In terms of the value of this overspend, on average, those willing to pay more would spend an extra 10% for a property to make sure that it wasn’t detrimental to the environment, compared with a property that did not contain sustainability features.
British people also believe that business owners and homeowners should foot the bill to ensure our city centres are as environmentally friendly as possible through features such as vertical forests, biomimicry and roof gardens.
Whilst many UK cities and towns have already pledged to improve their natural environment by implementing a more urban forest atmosphere, the research shows 62% of people believe any further developments in this field should be funded from private building owners, rather than councils or governments.

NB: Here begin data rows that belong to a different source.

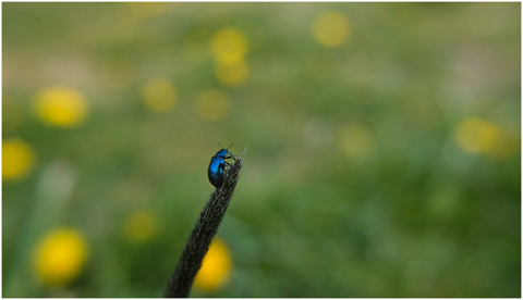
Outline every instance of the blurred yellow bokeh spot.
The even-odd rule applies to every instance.
[[[228,87],[238,87],[247,80],[248,65],[244,60],[234,63],[217,63],[215,65],[218,82]]]
[[[360,124],[349,124],[339,134],[341,148],[352,159],[365,158],[374,150],[374,135]]]
[[[328,11],[315,20],[312,30],[317,42],[327,47],[338,47],[349,38],[351,24],[343,14]]]
[[[232,261],[227,245],[221,239],[215,239],[204,258],[194,286],[206,291],[224,286],[231,276]]]
[[[177,103],[177,88],[166,78],[155,78],[145,84],[142,97],[147,109],[165,113],[172,110]]]
[[[35,164],[35,151],[17,138],[2,140],[2,179],[17,180],[29,174]]]
[[[86,257],[87,246],[82,234],[58,228],[38,241],[34,259],[44,284],[64,286],[81,273]]]
[[[222,120],[229,114],[231,100],[219,89],[204,90],[198,96],[198,113],[207,121]]]
[[[138,210],[129,214],[123,221],[123,235],[134,243],[149,241],[157,232],[155,216],[148,212]]]
[[[479,117],[467,117],[454,130],[455,143],[465,152],[503,160],[518,152],[519,135],[510,135],[497,124]]]
[[[53,126],[73,126],[87,115],[84,96],[73,88],[49,87],[39,91],[35,100],[36,116]]]
[[[496,147],[500,137],[498,126],[479,117],[463,120],[454,132],[454,140],[465,152],[478,154]]]
[[[210,41],[210,51],[222,64],[235,63],[244,59],[248,42],[242,30],[226,27],[216,33]]]

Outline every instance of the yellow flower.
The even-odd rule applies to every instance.
[[[87,115],[87,102],[76,89],[50,87],[35,99],[36,116],[44,123],[66,127],[82,123]]]
[[[454,140],[458,146],[473,154],[488,152],[499,142],[498,126],[479,117],[463,120],[454,130]]]
[[[33,170],[35,152],[29,145],[17,138],[2,141],[2,179],[21,179]]]
[[[145,84],[142,97],[147,109],[165,113],[177,103],[177,88],[166,78],[155,78]]]
[[[341,148],[351,159],[365,158],[374,149],[374,136],[358,124],[350,124],[340,130]]]
[[[198,113],[207,121],[222,120],[229,114],[231,100],[219,89],[204,90],[198,96]]]
[[[147,211],[135,211],[123,221],[123,235],[134,243],[149,241],[156,234],[157,223],[155,216]]]
[[[245,35],[238,28],[226,27],[215,34],[210,51],[222,64],[235,63],[244,59],[248,50]]]
[[[218,82],[228,87],[243,85],[248,77],[248,65],[244,60],[233,63],[217,63],[215,65]]]
[[[343,45],[351,32],[349,18],[338,12],[324,12],[313,23],[313,37],[327,47]]]
[[[212,291],[227,284],[231,276],[232,262],[227,245],[216,239],[204,258],[194,285],[203,290]]]
[[[71,228],[58,228],[44,236],[35,252],[36,272],[44,284],[64,286],[81,273],[87,257],[84,237]]]

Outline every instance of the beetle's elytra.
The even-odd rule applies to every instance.
[[[219,140],[218,145],[222,147]],[[234,142],[231,143],[231,146],[233,145]],[[229,152],[229,148],[231,148],[231,146],[227,148],[221,148],[221,150],[218,151],[216,155],[210,158],[209,168],[207,170],[207,177],[209,177],[210,184],[215,187],[221,187],[223,185],[226,165],[230,166],[230,164],[226,162],[226,160],[234,158],[232,153]]]

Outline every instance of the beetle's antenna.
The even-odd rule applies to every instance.
[[[199,218],[185,243],[185,249],[183,249],[174,273],[169,279],[165,297],[188,297],[194,277],[202,267],[202,261],[231,202],[234,188],[240,178],[240,171],[243,166],[244,153],[245,151],[228,168],[223,185],[215,189],[199,214]]]

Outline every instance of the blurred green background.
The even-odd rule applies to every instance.
[[[192,296],[521,296],[520,3],[2,17],[3,297],[161,297],[216,139],[248,149]]]

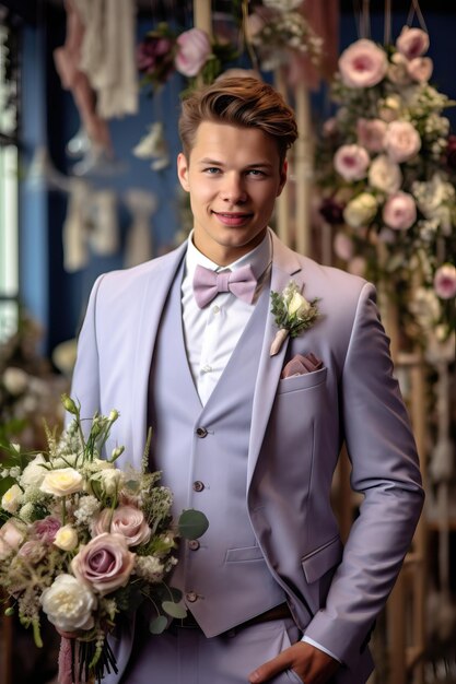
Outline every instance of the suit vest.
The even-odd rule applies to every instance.
[[[211,637],[285,599],[258,546],[246,503],[252,405],[269,288],[262,288],[203,406],[185,350],[183,270],[163,310],[151,366],[151,468],[163,471],[162,484],[174,494],[175,516],[196,508],[209,519],[209,529],[200,540],[180,543],[171,585],[184,592],[187,608]]]

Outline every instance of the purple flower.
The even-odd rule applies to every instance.
[[[452,299],[456,295],[456,268],[453,263],[444,263],[436,270],[434,290],[441,299]]]
[[[61,522],[54,516],[47,516],[47,518],[43,518],[43,520],[34,522],[33,528],[42,542],[45,544],[51,544],[56,539],[57,532],[61,528]]]

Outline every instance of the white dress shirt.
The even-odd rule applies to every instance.
[[[247,255],[230,266],[220,267],[195,247],[192,232],[190,233],[182,284],[184,340],[195,387],[202,404],[206,404],[211,396],[254,312],[258,295],[269,278],[271,261],[272,245],[269,234],[266,234],[265,239]],[[255,273],[261,273],[252,304],[239,299],[231,292],[221,292],[208,306],[199,308],[192,286],[195,269],[198,264],[221,272],[235,271],[247,263],[252,266]],[[338,660],[334,653],[313,639],[304,636],[303,641],[307,641]]]
[[[235,271],[249,263],[255,273],[260,273],[253,304],[247,304],[231,292],[217,295],[202,309],[194,297],[194,275],[196,267],[203,266],[211,271]],[[182,284],[184,339],[188,364],[202,404],[206,404],[218,384],[231,355],[246,327],[258,295],[267,280],[271,263],[271,244],[265,239],[248,255],[227,267],[220,267],[195,247],[191,234],[188,238],[185,275]]]

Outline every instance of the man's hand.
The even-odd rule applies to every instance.
[[[337,660],[311,644],[297,641],[252,672],[248,681],[260,684],[283,670],[294,670],[305,684],[325,684],[335,674],[339,664]]]

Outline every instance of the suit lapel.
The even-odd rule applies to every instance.
[[[152,354],[163,307],[169,287],[187,249],[184,243],[164,260],[161,271],[153,271],[141,293],[138,334],[131,382],[131,421],[133,453],[141,458],[147,436],[148,388]],[[165,258],[166,259],[166,258]]]
[[[292,279],[299,285],[303,286],[304,280],[301,272],[301,264],[296,259],[295,253],[285,247],[272,232],[270,233],[272,237],[272,271],[270,290],[274,292],[282,292]],[[252,410],[247,487],[250,485],[258,460],[265,431],[268,425],[269,415],[276,398],[287,347],[290,341],[288,338],[282,344],[280,352],[276,354],[276,356],[270,356],[270,347],[277,330],[278,329],[269,307]]]

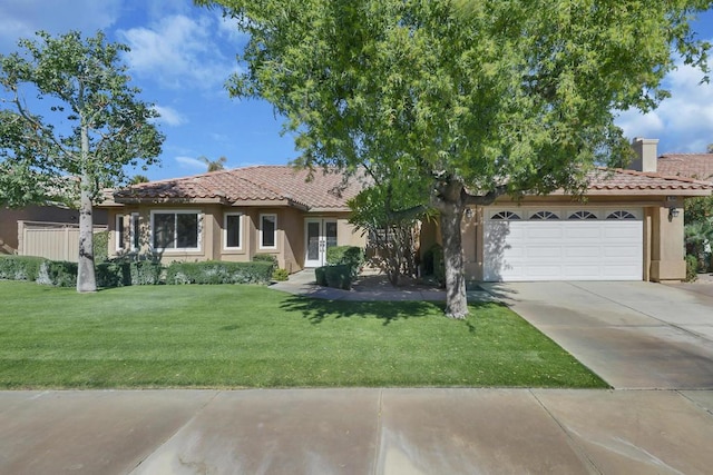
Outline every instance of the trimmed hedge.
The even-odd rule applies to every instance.
[[[339,266],[323,266],[314,269],[316,284],[323,287],[333,287],[349,290],[354,278],[353,269],[346,264]]]
[[[77,287],[77,263],[45,260],[40,265],[37,283],[55,287]]]
[[[33,256],[0,256],[0,279],[37,280],[45,260]]]
[[[166,284],[270,284],[273,265],[267,261],[172,263],[166,269]]]
[[[364,264],[364,250],[358,246],[334,246],[326,249],[326,264],[330,266],[346,265],[356,277]]]

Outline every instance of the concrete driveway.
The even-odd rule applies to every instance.
[[[624,281],[484,287],[615,388],[713,389],[713,296]]]

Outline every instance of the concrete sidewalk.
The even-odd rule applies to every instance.
[[[703,474],[713,393],[0,392],[2,474]]]

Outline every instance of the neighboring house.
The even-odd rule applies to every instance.
[[[94,221],[106,226],[106,210],[95,210]],[[77,260],[79,247],[68,246],[76,239],[67,235],[78,232],[78,222],[79,211],[62,205],[0,208],[0,254]]]
[[[664,154],[656,166],[662,175],[713,182],[713,154]]]
[[[463,217],[466,275],[475,280],[681,280],[683,200],[710,185],[656,172],[657,140],[636,139],[634,170],[597,170],[586,201],[563,192],[501,197]],[[172,260],[250,260],[272,254],[294,273],[324,263],[333,245],[364,246],[349,225],[339,174],[248,167],[155,181],[115,191],[110,253],[156,251]],[[421,228],[421,254],[440,241]]]
[[[343,189],[342,189],[343,188]],[[270,254],[290,273],[325,263],[331,246],[364,246],[349,222],[358,180],[289,166],[258,166],[115,190],[110,255],[156,253],[162,261],[252,260]]]

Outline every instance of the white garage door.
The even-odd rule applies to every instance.
[[[488,209],[485,280],[642,280],[642,209]]]

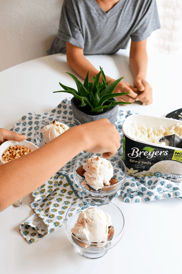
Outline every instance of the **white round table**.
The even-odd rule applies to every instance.
[[[103,67],[106,75],[115,79],[124,76],[124,80],[132,85],[129,54],[127,51],[121,50],[114,54],[86,58],[98,70],[99,65]],[[165,117],[182,107],[182,57],[148,55],[147,80],[153,89],[153,103],[143,106],[136,102],[119,107],[133,113]],[[59,82],[76,87],[74,81],[65,72],[74,74],[66,55],[58,54],[29,61],[0,72],[0,127],[9,129],[28,112],[48,112],[64,98],[70,97],[66,93],[52,93],[61,89]],[[28,244],[19,233],[19,227],[33,213],[29,206],[32,199],[29,195],[23,199],[20,207],[11,206],[0,213],[2,274],[169,274],[181,271],[180,199],[130,204],[124,202],[121,196],[117,197],[113,202],[124,217],[123,236],[105,256],[92,260],[76,254],[63,226],[33,244]]]

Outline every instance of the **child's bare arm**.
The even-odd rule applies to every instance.
[[[105,158],[114,155],[120,138],[115,126],[101,119],[71,128],[38,149],[1,165],[0,211],[40,187],[83,150]]]
[[[84,79],[86,76],[88,70],[89,70],[89,79],[92,81],[92,77],[96,76],[99,72],[91,63],[85,58],[83,54],[83,48],[78,47],[66,42],[66,55],[67,61],[70,67],[79,76]],[[103,70],[104,71],[104,69]],[[115,79],[106,76],[107,82],[111,80],[110,83],[112,83]],[[130,92],[130,94],[123,96],[117,97],[118,101],[132,103],[135,100],[137,96],[136,92],[137,89],[134,88],[129,84],[123,81],[121,81],[114,90],[114,93],[118,92]]]
[[[148,62],[146,49],[147,39],[139,42],[132,41],[130,48],[130,67],[132,71],[134,86],[139,95],[135,98],[143,105],[152,103],[152,89],[146,80]]]

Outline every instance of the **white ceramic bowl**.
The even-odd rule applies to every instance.
[[[26,141],[26,140],[21,141],[21,142],[17,142],[13,141],[6,141],[0,146],[0,161],[1,163],[3,164],[5,163],[2,159],[2,156],[3,153],[5,151],[6,151],[6,149],[12,145],[15,146],[17,146],[18,145],[20,145],[21,146],[25,145],[30,149],[33,149],[33,150],[35,150],[39,148],[34,144]]]

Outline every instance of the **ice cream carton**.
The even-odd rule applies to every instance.
[[[182,149],[137,139],[131,133],[133,122],[158,129],[160,126],[170,128],[178,123],[182,126],[182,121],[136,114],[128,116],[122,127],[123,159],[128,174],[154,176],[182,183]]]

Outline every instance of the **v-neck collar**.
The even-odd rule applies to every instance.
[[[96,0],[90,0],[90,1],[97,13],[103,19],[110,17],[118,11],[120,9],[123,2],[123,0],[120,0],[112,9],[106,13],[99,5]]]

It is clear from the research that the British public are willing to embrace a greener future and are open to this being reflected in the architecture of their towns and cities, so what would some of the UKs biggest and most vibrant cities look like if they implemented the ideas of biophilic design and urban greenery?
How did we begin to imagine how this future could look?
Over recent years architects and designers have begun embracing the “outside-in” trend; adopting more natural and plant-filled interiors which are said to help improve people’s moods, quality of life and also satisfy their deep psychological craving for a connection to nature.
Health professionals are increasingly aware of the impact on mental, emotional and physical wellbeing for city-dwellers. In comparison to country-dwellers who have unlimited access to nature. But, the new biophilic design isn’t solely applicable to interiors – many are looking for ways to cover building walls and rooftops with greenery to help encourage these health, wellness and environmental benefits. The big shift we have seen is towards the use of natural materials and organic-landscaping to recreate, rather than mimic, the shapes and beauty of nature in outdoor spaces. This urban greenery is a great way of naturalising the built environment that towns and cities boast.
The nation’s capital is jam-packed with residents, commuters and tourists, as well as some of the most impressive architectural structures. With approximately 8.8 million dwellers, as well as numerous high rises and monumental corporate buildings, bringing some greenery into the fold could really transform the city.
Imagine trees and shrubs growing on the facades of buildings helping to capture the carbon dioxide as well as producing oxygen. Not only would this bring colour and vibrance to its many main shopping areas and quirky side streets, it would also help to counteract the gasses emitted from the many cars, buses and motorcycles that grace London’s streets daily.
With the potential to be known as a “forest city”, the improvement to Glasgow’s overall look would be striking. With an array of walkways, bridges and paths filled with trees and shrubbery, Glaswegians could expect to feel immersed in nature from the moment they leave home, to the moment they return from work.
The new “capital of vertical forests”; thanks to the cities that tower over residential blocks and distinct lack of land availability, we can expect to see innovative ways of bringing more greenery to this multicultural city. Imagine tower blocks covered in vibrant green shrubbery and roof tops of buildings transformed into miniature parks and gardens; the possibilities for Birmingham are endless.
Thanks to the city’s impressive and forward thinking architecture, some of Leeds’s spiralled buildings, designed to mimic the flow and natural forms of nature, will be adorned with plants and trees to truly emulate the power and fluidity of all things natural. Known as biomimicry, where architecture mimic natural forms, these impressive structures would be set to capture the carbon dioxide and work to produce oxygen. Not only could they counteract pollution, but they could improve the overall well-being and health of residents and visitors, too.